L'intervention en Ehpad des masseurs-kinésithérapeute doit être maintenue

L'annonce gouvernementale d'interdire l'entrée des Ehpad aux visiteurs extérieurs amènent certains directeurs à appliquer cette disposition aux professionnels de santé libéraux. Au grand dam du conseil de l'ordre des masseurs-kinsithérapeutes. "L’intervention de masseurs-kinésithérapeutes dans les Ehpad ne peut être assimilée à une visite extérieure dès lors qu’il s’agit de la dispensation d’actes de soins", déplore le Conseil national de l'ordre des masseurs-kinsithérapeutes (Cnomk) dans une note d'actualité datée du 12 mars. L'instance explique faire cette mise au point après avoir été alertée par "de nombreux kinésithérapeutes du refus de directeurs d'Ehpad de leur permettre d'intervenir auprès de leurs patients habituels résidents d'établissements".

Pour faire valoir les droits et obligations des masseurs-kinésithérapeutes —
 qui ont signé un contrat avec un Ehpad —, le Cnomk propose aux professionnels une lettre type à transmettre aux responsables d'établissements. Dans ce courrier, il est rappelé que les masseurs-kinésithérapeutes sont, au titre de leur statut de professionnel de santé, "tenus d'assurer la continuité des soins auprès de leurs patients, qui plus est des plus fragiles du fait de leur âge ou de leur dépendance". L'ordre insiste tout particulièrement sur ce caractère fragile des résidents ayant recours à des soins de masso-kinésithérapie. "La diminution de la mobilité constitue un facteur prédictif de mortalité et les séances [...] pour les personnes âgées diminuent fortement ce facteur, a fortiori lorsqu'ils souffrent de pathologies chroniques".

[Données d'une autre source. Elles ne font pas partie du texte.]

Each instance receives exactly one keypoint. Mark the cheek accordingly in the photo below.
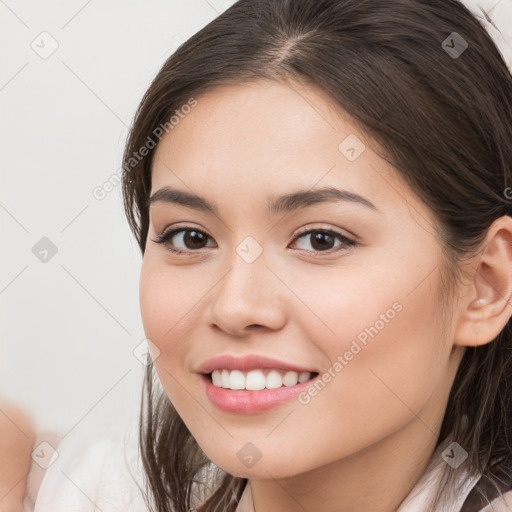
(164, 303)
(387, 356)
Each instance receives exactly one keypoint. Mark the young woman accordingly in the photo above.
(321, 191)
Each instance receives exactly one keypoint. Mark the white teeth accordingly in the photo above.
(225, 379)
(236, 380)
(274, 380)
(290, 378)
(256, 379)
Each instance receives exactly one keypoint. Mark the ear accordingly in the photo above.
(486, 305)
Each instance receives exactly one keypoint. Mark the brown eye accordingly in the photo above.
(191, 238)
(322, 240)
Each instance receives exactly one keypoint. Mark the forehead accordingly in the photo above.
(267, 137)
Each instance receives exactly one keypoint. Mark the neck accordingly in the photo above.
(383, 473)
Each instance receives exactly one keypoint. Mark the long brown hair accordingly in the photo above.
(443, 121)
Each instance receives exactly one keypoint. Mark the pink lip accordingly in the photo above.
(247, 363)
(251, 402)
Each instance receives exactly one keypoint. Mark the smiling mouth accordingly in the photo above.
(256, 380)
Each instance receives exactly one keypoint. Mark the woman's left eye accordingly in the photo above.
(324, 238)
(321, 240)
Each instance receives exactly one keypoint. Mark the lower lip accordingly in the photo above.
(250, 402)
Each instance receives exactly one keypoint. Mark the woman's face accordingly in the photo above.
(353, 306)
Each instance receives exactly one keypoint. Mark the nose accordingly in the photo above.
(248, 297)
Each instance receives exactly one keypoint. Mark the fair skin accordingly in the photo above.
(364, 439)
(17, 435)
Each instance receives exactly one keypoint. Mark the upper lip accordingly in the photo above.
(247, 363)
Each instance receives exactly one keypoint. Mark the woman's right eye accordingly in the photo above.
(190, 237)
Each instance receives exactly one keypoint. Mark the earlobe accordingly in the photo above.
(488, 306)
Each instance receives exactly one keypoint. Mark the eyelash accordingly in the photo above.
(165, 238)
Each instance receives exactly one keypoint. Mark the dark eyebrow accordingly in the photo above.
(286, 203)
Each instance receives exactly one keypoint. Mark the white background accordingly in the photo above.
(69, 325)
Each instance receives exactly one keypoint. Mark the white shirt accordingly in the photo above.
(102, 471)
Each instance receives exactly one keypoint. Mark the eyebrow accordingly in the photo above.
(281, 204)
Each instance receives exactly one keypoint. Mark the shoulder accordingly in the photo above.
(501, 504)
(95, 470)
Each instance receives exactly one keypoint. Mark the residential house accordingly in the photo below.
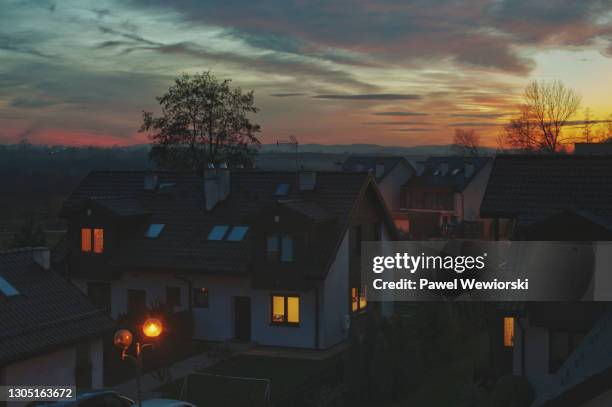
(551, 198)
(443, 199)
(267, 257)
(390, 172)
(51, 334)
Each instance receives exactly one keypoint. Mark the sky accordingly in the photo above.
(332, 72)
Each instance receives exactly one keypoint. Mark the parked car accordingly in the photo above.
(164, 403)
(105, 398)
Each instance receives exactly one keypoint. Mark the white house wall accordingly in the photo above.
(334, 301)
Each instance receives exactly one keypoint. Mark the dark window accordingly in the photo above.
(200, 297)
(355, 239)
(99, 294)
(562, 344)
(173, 296)
(279, 248)
(137, 302)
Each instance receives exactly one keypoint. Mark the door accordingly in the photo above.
(242, 328)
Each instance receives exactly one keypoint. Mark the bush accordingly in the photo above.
(511, 391)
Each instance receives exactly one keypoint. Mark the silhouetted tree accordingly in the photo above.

Sur les réseaux sociaux, Pascale Mathieu, présidente du Cnomk, annonce que, outre la lettre type dénonçant le refus de certains directeurs d'Ehpad de laisser des masseurs-kinésithérapeutes faire leur travail, des courriers du même type ont été envoyés à la Direction générale de la santé (DGS) et aux fédérations de directeurs d'Ehpad.

Par ailleurs, en contrepartie d'une autorisation d'accès à l'Ehpad, le professionnel s'engage
 (dans le courrier type) "à mettre en application les gestes barrières préconisés par le Gouvernement, à savoir le lavage et la désinfection des mains, l'hygiène de base des voies respiratoires, éviter les contacts physiques non indispensables aux soins prodigués ou le port du masque chirurgical".